Yang ada adalah ketulusan dan keikhlasan. Semuanya mengalir dari kedalaman batin yang menggerakkan jiwa untuk segera berindak tanpa pamrih.
Itulah spiritualitas ‘tergeraklah hatinya oleh belas kasihan.
Yesus dalam bacaan injil hari ini menunjukkan spiritualitas itu. Berbeda sekali dengan sikap para murid. Yang berbicara dalam dirinya adalah pikiran dan pertimbangan. “Bagaimana di tempat sunyi ini kita mendapat roti untuk mengenyangkan orang banyak yang begitu besar jumlahnya?”
Kalau Yesus mengikuti apa yang menjadi pemikiran dan pertimbangan para murid maka mukjizat penggandaan roti tidak akan pernah terjadi.

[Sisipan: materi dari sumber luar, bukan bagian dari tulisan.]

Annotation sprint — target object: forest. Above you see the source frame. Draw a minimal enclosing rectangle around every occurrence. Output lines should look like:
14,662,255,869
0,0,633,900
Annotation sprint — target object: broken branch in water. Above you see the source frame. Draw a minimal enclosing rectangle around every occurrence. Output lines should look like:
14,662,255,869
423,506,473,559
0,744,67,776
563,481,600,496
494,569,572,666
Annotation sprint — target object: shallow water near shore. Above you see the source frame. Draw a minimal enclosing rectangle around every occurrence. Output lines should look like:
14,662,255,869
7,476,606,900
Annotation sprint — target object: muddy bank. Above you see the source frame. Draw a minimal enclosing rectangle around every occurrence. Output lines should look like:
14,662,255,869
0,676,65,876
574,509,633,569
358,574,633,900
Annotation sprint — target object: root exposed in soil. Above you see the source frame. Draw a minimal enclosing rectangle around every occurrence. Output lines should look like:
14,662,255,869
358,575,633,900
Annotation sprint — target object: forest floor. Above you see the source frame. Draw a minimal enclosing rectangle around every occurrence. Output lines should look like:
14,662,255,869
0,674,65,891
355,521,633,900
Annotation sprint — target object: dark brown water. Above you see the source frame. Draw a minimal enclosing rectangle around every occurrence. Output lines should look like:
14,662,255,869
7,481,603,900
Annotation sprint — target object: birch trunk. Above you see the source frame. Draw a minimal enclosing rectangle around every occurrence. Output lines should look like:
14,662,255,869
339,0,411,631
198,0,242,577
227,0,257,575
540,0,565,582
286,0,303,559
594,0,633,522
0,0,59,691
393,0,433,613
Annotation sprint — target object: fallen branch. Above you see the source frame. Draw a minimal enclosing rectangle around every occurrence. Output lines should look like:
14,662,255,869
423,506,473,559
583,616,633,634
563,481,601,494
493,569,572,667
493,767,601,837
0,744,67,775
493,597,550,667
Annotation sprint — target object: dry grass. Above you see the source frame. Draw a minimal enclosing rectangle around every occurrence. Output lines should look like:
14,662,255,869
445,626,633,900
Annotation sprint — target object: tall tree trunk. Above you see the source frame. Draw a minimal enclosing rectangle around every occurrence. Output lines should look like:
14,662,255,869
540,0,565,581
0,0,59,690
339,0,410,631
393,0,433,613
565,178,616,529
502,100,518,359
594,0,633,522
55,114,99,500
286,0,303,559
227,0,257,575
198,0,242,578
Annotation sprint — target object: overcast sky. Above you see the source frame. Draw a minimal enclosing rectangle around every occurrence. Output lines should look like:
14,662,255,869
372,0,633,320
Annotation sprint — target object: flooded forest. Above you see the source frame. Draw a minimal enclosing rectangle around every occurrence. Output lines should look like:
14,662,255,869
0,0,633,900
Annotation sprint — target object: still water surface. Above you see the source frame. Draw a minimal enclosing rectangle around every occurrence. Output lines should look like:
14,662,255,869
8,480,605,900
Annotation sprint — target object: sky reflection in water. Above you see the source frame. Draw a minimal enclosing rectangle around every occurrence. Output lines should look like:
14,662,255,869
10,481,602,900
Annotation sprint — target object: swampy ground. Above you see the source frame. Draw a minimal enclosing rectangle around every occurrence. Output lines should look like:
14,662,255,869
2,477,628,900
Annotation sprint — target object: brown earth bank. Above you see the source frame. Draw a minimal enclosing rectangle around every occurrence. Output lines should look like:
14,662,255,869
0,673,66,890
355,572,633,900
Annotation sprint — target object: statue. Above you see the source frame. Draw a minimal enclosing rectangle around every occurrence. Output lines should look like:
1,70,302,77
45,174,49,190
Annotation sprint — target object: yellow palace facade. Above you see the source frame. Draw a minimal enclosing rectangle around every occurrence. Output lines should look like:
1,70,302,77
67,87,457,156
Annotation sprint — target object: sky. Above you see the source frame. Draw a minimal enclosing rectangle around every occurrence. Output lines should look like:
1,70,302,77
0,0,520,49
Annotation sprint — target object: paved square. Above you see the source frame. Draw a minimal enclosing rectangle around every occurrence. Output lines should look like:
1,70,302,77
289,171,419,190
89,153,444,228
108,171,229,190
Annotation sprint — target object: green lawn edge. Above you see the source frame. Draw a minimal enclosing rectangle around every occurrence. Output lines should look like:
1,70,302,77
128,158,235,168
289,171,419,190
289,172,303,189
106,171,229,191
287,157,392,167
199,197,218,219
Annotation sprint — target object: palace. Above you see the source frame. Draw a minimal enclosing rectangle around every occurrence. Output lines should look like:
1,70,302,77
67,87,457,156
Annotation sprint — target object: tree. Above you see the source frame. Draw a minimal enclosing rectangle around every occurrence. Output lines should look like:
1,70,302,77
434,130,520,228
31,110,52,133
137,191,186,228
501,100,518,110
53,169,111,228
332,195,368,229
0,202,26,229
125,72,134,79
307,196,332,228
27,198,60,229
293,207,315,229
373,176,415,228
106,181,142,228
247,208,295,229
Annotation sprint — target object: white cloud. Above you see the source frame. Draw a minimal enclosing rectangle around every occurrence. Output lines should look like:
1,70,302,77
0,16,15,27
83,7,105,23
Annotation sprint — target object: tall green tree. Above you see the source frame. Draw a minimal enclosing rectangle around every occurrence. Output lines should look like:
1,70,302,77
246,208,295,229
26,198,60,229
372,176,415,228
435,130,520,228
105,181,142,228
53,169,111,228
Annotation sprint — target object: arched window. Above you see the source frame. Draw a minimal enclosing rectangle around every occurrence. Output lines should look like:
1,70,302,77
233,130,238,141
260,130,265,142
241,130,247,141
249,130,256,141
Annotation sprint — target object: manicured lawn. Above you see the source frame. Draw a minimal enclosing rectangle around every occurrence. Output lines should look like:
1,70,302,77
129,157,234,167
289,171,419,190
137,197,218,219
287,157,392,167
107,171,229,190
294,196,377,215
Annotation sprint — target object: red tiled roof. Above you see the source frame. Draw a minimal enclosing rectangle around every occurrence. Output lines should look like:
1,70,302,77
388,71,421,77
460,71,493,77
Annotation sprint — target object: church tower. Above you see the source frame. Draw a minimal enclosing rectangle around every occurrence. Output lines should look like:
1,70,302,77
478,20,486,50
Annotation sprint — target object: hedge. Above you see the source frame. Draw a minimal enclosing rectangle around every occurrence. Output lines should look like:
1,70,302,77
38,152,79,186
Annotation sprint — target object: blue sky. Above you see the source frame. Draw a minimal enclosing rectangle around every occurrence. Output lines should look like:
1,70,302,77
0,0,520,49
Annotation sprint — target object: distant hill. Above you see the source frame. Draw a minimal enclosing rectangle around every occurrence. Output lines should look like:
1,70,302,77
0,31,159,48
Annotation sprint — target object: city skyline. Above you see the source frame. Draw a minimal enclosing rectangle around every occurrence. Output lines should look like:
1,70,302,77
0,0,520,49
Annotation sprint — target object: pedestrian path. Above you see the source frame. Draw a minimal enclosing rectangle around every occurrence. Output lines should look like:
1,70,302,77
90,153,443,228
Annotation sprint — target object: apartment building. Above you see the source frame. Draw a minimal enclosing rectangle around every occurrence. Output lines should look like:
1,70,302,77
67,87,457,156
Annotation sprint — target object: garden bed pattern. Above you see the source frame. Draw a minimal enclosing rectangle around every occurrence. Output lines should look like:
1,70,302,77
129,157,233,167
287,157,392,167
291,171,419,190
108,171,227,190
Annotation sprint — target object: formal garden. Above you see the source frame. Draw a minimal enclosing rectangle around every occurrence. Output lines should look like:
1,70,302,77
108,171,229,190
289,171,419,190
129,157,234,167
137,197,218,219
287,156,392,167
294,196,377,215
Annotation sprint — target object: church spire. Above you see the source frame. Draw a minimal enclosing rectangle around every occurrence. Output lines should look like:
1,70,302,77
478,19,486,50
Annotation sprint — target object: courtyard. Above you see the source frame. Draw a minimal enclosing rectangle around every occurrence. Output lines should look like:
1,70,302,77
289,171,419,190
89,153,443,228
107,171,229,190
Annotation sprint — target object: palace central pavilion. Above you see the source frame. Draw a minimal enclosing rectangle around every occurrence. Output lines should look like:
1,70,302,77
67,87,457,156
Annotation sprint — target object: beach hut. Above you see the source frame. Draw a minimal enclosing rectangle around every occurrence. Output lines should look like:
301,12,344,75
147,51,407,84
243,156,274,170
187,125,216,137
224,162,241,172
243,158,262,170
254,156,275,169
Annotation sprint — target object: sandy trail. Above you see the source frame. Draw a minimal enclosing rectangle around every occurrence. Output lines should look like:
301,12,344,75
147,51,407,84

Saya mempunyai pengalaman yang kongkret. Seorang ibu yang hidup dalam kesederhanaan setiap hari mencari dan mengumpulkan kayu bakar dari ladangnya.
Kayu yang sudah terkumpul itu ia gendong dan disimpan di kebun dekat rumahnya. Kebiasaan itu ia lakukan setiap hari hingga kayu bakarnya menumpuk.

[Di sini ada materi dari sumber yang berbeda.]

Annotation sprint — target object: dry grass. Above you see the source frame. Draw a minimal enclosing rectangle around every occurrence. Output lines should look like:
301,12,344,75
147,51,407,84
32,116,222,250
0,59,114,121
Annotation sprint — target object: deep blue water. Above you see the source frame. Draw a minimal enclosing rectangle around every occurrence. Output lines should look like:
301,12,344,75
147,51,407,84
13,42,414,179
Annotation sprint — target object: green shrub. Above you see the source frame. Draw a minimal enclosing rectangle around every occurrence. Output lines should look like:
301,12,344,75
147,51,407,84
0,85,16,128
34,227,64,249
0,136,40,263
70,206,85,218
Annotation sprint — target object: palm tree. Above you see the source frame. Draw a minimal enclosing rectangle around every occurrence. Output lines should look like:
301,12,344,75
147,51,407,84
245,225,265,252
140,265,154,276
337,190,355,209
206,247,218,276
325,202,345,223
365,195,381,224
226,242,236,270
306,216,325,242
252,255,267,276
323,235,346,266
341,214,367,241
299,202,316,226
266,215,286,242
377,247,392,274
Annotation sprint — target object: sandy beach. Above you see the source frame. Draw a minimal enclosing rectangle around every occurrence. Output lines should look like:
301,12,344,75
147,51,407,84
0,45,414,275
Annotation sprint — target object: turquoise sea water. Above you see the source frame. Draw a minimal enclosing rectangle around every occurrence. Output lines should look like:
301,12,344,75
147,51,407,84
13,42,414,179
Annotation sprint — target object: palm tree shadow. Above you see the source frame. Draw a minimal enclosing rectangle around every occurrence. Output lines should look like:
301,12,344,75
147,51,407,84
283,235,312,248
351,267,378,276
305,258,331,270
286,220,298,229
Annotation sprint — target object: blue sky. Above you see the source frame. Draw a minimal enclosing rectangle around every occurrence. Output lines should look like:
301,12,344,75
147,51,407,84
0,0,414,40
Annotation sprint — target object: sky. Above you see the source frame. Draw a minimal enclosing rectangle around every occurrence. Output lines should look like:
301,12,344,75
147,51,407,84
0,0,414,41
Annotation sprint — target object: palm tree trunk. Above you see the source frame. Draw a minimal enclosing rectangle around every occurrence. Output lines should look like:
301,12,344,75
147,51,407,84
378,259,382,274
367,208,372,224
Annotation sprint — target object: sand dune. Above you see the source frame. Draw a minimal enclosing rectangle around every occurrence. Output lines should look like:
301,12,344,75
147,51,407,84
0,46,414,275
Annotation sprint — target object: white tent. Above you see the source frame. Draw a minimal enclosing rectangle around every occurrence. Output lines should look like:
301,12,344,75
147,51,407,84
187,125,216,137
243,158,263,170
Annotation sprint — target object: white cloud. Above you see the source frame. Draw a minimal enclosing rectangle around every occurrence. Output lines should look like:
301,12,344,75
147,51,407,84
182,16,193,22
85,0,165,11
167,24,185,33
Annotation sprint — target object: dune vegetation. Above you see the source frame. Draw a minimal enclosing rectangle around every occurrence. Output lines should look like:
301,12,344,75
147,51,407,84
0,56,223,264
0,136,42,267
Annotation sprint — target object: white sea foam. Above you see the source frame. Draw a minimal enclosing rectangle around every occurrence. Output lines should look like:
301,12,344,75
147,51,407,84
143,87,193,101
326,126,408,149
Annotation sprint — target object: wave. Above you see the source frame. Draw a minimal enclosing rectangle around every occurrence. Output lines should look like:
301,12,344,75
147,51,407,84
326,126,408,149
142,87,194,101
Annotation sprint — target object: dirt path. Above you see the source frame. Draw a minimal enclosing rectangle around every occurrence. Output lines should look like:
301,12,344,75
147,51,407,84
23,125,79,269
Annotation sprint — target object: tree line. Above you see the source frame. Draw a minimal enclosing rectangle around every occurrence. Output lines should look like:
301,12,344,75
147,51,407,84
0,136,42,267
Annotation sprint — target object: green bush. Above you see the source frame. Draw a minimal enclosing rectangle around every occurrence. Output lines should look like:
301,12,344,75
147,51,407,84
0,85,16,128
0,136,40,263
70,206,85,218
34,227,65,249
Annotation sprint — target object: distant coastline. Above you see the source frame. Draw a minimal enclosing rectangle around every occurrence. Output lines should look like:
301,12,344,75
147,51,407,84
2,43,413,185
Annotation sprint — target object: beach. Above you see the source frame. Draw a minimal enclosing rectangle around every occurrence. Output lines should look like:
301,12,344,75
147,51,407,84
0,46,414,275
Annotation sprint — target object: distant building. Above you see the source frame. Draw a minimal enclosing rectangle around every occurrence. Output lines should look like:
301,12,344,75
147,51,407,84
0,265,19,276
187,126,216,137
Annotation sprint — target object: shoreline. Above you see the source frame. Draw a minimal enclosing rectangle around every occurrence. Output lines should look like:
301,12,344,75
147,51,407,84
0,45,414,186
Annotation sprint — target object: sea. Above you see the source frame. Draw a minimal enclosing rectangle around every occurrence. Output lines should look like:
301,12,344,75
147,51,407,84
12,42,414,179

Pada suatu hari, tetangga sebelah rumah ibu tua itu mengadakan hajatan menikahkan anaknya.
Apa yang terjadi? Ibu tua itu menyerahkan dengan cuma-cuma kayu bakar yang telah ia kumpulkan dari hari ke hari untuk memasak bagi keluarga yang sedang punya hajat.

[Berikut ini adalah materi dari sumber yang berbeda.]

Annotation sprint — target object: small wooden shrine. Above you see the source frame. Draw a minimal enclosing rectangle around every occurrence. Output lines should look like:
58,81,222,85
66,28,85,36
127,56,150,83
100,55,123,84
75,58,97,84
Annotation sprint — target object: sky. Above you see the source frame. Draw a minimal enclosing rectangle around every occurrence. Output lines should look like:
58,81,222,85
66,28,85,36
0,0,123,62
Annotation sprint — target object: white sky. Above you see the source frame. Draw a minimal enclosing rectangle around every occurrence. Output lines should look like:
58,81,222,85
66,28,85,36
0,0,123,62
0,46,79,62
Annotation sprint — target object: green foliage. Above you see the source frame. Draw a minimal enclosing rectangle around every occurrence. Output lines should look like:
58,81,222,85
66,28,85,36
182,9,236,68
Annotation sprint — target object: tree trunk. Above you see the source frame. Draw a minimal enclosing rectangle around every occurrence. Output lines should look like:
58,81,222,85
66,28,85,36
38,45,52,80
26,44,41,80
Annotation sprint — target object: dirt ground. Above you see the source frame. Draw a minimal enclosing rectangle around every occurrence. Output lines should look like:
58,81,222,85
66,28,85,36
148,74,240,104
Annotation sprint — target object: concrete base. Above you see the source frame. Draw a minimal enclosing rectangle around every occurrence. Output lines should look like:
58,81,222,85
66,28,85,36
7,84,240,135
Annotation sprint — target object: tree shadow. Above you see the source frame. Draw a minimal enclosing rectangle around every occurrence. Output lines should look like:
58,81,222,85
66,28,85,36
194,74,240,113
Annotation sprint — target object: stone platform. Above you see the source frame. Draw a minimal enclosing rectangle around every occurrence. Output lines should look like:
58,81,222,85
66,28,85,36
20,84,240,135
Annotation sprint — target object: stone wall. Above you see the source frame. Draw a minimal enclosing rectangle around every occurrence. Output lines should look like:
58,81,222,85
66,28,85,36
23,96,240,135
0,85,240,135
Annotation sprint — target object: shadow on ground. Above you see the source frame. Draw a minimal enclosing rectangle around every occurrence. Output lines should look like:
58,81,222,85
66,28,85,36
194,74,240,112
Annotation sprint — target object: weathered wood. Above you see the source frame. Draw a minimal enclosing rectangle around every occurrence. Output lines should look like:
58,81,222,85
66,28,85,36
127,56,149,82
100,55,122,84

Anaknya mencoba untuk mengingatkan si ibu itu. Anaknya memberikan pertimbangan betapa lelahnya mencari, mengumpulkan dan menggendong kayu bakar dari ladang sampai ke rumah.
Tetapi apa jawaban ibunya? “Wis ora apa apa, tanggane dhewe kae luwih butuh, aku isa golek maneh.” (Sudah, tidak apa apa, tetangga kita itu lebih butuh, saya bisa mencari dan mengumpulkan lagi).
Ibu yang sudah tua itu mempunyai spiritualitas “Tergeraklah hatinya oleh belas kasihan”.